The ability to reason about changes in the environment is crucial for robots operating over extended periods of time. Agents are expected to capture changes during operation so that actions can be followed to ensure a smooth progression of the working session. However, varying viewing angles and accumulated localization errors make it easy for robots to falsely detect changes in the surrounding world due to low observation overlap and drifted object associations. In this paper, based on the recently proposed category-level Neural Descriptor Fields (NDFs), we develop an object-level online change detection approach that is robust to partially overlapping observations and noisy localization results. Utilizing the shape completion capability and SE(3)-equivariance of NDFs, we represent objects with compact shape codes encoding full object shapes from partial observations. The objects are then organized in a spatial tree structure based on object centers recovered from NDFs for fast queries of object neighborhoods. By associating objects via shape code similarity and comparing local object-neighbor spatial layout, our proposed approach demonstrates robustness to low observation overlap and localization noises. We conduct experiments on both synthetic and real-world sequences and achieve improved change detection results compared to multiple baseline methods.

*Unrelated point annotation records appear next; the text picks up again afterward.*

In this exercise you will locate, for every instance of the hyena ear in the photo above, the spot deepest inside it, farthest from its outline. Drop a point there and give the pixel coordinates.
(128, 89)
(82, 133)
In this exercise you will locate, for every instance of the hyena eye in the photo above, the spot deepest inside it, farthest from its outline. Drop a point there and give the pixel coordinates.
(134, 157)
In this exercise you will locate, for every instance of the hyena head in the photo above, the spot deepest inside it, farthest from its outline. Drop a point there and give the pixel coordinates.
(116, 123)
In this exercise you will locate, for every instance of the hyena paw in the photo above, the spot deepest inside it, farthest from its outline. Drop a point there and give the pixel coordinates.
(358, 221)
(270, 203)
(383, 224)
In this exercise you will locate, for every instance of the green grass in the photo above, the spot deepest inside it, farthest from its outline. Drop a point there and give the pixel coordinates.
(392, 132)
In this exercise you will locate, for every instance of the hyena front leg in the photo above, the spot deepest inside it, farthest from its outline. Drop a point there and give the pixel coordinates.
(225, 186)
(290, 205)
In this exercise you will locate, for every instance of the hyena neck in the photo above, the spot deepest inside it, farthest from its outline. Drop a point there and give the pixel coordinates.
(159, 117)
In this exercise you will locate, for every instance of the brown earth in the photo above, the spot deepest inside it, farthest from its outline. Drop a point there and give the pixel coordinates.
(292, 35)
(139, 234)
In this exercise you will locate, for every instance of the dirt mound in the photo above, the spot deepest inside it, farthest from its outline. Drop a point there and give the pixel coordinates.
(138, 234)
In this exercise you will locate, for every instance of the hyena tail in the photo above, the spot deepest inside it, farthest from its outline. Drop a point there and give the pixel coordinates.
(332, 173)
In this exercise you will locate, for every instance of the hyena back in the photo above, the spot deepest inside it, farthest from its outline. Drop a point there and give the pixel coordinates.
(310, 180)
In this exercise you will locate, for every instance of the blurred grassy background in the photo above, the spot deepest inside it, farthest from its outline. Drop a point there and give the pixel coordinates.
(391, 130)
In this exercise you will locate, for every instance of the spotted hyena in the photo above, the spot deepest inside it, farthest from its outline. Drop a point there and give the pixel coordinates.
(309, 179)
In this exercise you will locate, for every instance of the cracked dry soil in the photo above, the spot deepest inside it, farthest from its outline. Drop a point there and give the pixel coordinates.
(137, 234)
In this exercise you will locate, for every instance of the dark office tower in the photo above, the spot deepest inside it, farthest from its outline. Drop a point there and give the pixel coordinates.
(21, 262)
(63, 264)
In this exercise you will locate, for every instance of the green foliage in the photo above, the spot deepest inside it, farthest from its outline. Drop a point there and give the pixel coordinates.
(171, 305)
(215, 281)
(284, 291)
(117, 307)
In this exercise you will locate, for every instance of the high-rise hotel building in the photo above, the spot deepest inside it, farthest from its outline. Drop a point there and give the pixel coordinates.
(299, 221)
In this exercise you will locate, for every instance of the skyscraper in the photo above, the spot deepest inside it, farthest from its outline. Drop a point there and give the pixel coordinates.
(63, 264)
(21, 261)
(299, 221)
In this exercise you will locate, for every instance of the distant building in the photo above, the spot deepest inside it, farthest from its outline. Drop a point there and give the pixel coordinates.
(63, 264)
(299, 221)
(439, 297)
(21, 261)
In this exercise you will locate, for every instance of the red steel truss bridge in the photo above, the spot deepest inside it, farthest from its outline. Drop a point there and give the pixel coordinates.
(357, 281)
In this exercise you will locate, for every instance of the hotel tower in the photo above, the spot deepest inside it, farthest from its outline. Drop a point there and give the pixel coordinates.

Given a sequence of observations as the source and the target, during streaming of the target sequence, the system takes in partial object point clouds from depth sensors and outputs changed objects on-the-fly in the target w.r.t the source.
(a): Given each partial object point cloud, Neural Descriptor Fields (NDFs) represent the object as a shape code encoding the full object shape and recover the object center from full shape reconstruction.
(b): Based on recovered object centers, observed objects are organized in a spatial object tree, which consists of two coordinate interval trees (Tx, Ty) and allows for fast query of neighboring objects.
(c)-(d): Corresponding neighborhoods of the current object are found from the source and the target object tree using object locations, where objects of similar shape codes are matched. For each matched object pair, object graphs of the neighborhood are constructed and compared to determine if the local object layouts are different, which implies a changed object.